From Wikipedia, the free encyclopedia

Born
James Edward Creech

(1944-10-21) October 21, 1944 (age 81)
Almamater
Spouses
  • Merle Smith
    (m. 1967, divorced)
  • Chris Weedy
    (m. 1992; died 2021)
Jimmy Creech
Jimmy is a tall man with short gray hair. He's holding a small party plate and smiling toward someone off-camera.
Creech in 1992
Born
James Edward Creech

(1944-10-21) October 21, 1944 (age 81)
Alma mater
Spouses
  • Merle Smith
    (m. 1967, divorced)
  • Chris Weedy
    (m. 1992; died 2021)
ReligionUnited Methodist Church
OrdainedJune 1970[1]:24
LaicizedNovember 17, 1999

James Edward Creech (born October 21, 1944) is an American gay rights activist and former minister in the United Methodist Church who was defrocked in 1999 for marrying same-sex couples.

James Edward Creech was born to a Methodist family in Goldsboro, North Carolina, on October 21, 1944.[1]:6[2] He earned a bachelor's degree in biblical studies from the University of North Carolina at Chapel Hill, and graduated from Duke University in 1970 with a Masters of Divinity.[1]:20[2] He began his career serving Methodist congregations in North Carolina.[2] In 1984, he became active in gay rights advocacy when a congregant came out to him, in response to the United Methodist Church formally banning "self-avowed practicing homosexuals" from becoming clergy.[2][3]
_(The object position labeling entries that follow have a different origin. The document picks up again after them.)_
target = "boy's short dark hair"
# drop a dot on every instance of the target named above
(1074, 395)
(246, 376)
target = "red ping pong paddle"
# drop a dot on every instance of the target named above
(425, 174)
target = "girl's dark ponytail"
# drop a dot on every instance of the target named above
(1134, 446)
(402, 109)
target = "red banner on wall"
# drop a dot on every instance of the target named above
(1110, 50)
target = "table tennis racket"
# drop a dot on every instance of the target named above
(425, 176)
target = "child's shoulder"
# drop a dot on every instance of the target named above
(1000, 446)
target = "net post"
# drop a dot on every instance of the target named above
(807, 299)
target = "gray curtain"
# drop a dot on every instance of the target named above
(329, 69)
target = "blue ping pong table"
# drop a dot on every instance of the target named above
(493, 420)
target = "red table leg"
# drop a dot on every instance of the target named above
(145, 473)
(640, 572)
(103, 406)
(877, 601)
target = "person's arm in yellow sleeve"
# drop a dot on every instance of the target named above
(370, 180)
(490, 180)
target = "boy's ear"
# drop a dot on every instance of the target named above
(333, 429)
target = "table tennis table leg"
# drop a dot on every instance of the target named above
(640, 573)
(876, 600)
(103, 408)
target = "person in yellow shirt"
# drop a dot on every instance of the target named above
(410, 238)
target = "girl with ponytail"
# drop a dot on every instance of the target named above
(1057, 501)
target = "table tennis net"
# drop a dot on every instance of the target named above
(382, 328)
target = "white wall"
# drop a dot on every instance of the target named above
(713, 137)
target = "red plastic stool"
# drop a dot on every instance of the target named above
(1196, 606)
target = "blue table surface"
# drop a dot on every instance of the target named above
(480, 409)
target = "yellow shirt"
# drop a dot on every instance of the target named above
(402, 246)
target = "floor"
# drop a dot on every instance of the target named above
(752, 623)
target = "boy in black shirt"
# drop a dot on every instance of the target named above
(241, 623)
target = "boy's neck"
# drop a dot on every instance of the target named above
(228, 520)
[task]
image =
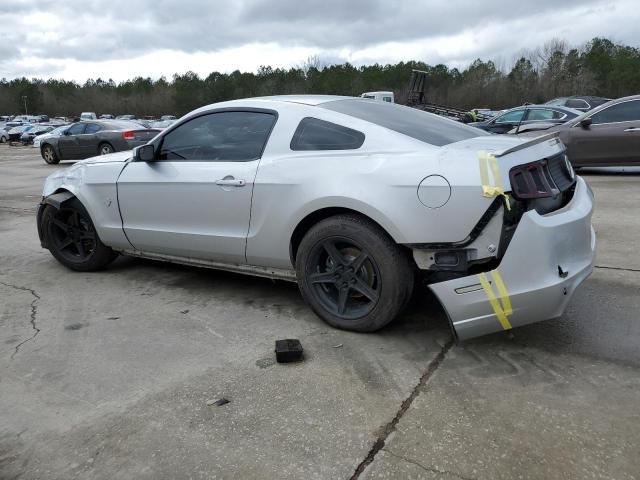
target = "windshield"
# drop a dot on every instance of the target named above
(426, 127)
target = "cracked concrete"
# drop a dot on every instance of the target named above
(390, 427)
(34, 314)
(117, 382)
(428, 469)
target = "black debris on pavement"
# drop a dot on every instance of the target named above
(288, 350)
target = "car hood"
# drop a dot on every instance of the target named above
(117, 157)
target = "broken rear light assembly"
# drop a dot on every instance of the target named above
(532, 181)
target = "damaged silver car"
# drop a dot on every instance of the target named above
(350, 198)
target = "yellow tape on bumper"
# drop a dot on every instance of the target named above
(501, 304)
(486, 162)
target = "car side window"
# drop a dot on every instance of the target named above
(541, 114)
(238, 136)
(510, 117)
(315, 134)
(620, 112)
(577, 103)
(92, 128)
(76, 129)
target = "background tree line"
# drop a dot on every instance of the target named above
(600, 67)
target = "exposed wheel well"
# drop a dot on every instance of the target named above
(310, 220)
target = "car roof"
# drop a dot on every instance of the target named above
(304, 99)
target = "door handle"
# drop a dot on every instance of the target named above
(230, 182)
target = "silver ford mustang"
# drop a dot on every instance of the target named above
(351, 198)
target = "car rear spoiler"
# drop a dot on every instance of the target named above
(553, 137)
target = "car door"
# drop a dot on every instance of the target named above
(505, 122)
(194, 200)
(68, 145)
(612, 138)
(88, 142)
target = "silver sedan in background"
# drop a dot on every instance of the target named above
(94, 137)
(352, 199)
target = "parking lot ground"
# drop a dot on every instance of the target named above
(108, 375)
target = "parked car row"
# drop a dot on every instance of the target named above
(97, 137)
(607, 135)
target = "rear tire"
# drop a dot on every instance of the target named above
(72, 238)
(352, 274)
(105, 149)
(49, 155)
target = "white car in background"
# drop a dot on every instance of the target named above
(53, 133)
(348, 197)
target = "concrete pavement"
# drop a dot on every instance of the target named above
(108, 375)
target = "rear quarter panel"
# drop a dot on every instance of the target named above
(380, 180)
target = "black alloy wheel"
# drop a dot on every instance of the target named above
(346, 278)
(72, 238)
(72, 235)
(352, 274)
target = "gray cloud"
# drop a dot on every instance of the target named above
(121, 29)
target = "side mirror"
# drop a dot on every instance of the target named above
(144, 153)
(585, 122)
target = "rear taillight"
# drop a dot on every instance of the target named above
(532, 181)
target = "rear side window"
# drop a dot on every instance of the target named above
(577, 103)
(315, 134)
(620, 112)
(77, 129)
(511, 117)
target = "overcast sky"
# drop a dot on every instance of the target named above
(121, 39)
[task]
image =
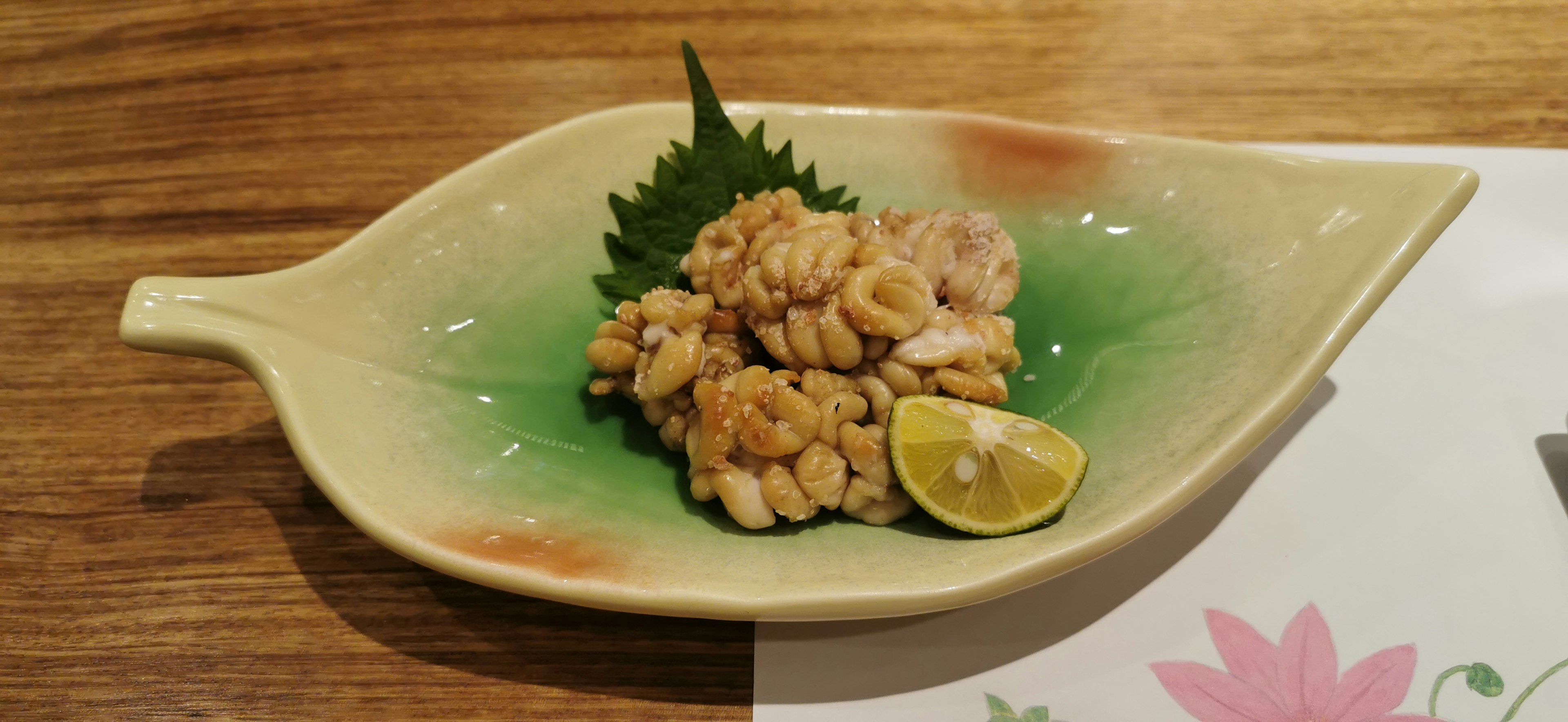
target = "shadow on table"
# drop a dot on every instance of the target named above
(444, 621)
(1555, 456)
(835, 662)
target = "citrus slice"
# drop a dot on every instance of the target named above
(979, 468)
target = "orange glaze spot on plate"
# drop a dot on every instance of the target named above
(1021, 162)
(562, 556)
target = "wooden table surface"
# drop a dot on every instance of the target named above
(162, 555)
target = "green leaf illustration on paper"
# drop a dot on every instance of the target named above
(1000, 707)
(1484, 680)
(1036, 715)
(1001, 712)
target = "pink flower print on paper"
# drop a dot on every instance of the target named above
(1296, 682)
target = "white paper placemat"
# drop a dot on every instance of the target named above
(1405, 519)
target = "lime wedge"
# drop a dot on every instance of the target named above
(979, 468)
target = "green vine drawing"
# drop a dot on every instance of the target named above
(1479, 677)
(1001, 712)
(1487, 683)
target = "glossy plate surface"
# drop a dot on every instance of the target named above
(1180, 299)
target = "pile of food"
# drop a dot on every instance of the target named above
(778, 372)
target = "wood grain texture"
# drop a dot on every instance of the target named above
(164, 556)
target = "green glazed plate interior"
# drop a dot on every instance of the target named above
(1178, 301)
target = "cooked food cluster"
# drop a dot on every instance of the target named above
(852, 311)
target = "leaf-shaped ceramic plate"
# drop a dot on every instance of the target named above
(1178, 301)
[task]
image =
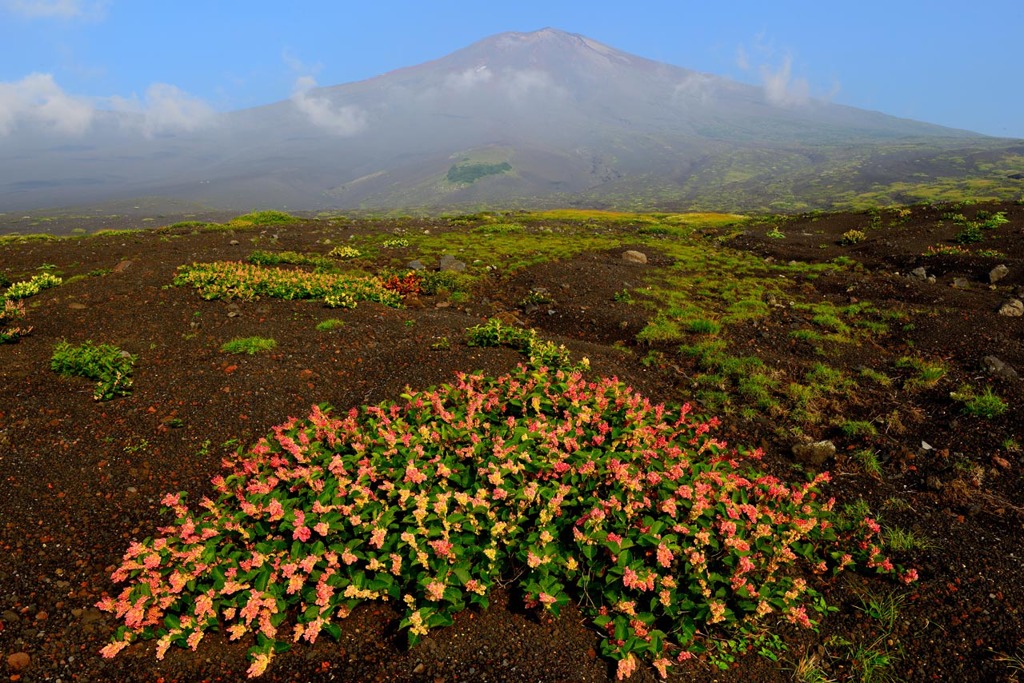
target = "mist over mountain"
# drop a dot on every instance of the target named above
(518, 119)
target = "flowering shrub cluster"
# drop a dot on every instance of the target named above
(226, 280)
(574, 489)
(411, 283)
(10, 313)
(540, 351)
(32, 287)
(12, 308)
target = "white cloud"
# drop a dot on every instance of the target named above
(61, 9)
(38, 99)
(468, 79)
(167, 109)
(695, 88)
(781, 88)
(741, 59)
(346, 120)
(520, 85)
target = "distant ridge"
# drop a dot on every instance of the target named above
(517, 120)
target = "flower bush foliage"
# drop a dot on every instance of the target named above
(227, 280)
(11, 312)
(28, 288)
(574, 489)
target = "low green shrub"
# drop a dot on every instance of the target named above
(261, 218)
(527, 342)
(226, 280)
(970, 233)
(671, 544)
(986, 404)
(249, 345)
(11, 313)
(330, 324)
(853, 237)
(108, 365)
(344, 253)
(499, 228)
(25, 289)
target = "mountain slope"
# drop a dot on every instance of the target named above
(517, 119)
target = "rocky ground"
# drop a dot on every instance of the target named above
(81, 479)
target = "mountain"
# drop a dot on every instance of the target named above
(518, 119)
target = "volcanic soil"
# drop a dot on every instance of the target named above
(81, 479)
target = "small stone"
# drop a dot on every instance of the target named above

Due to his activism, he was not reappointed pastor of his Raleigh, North Carolina, congregation in 1990.[2] He subsequently worked for the North Carolina Council of Churches, a progressive organization, where he served as its liaison to the state legislature and focused on LGBTQ rights, the abolition of the death penalty, and worker's rights.[1]:82[2]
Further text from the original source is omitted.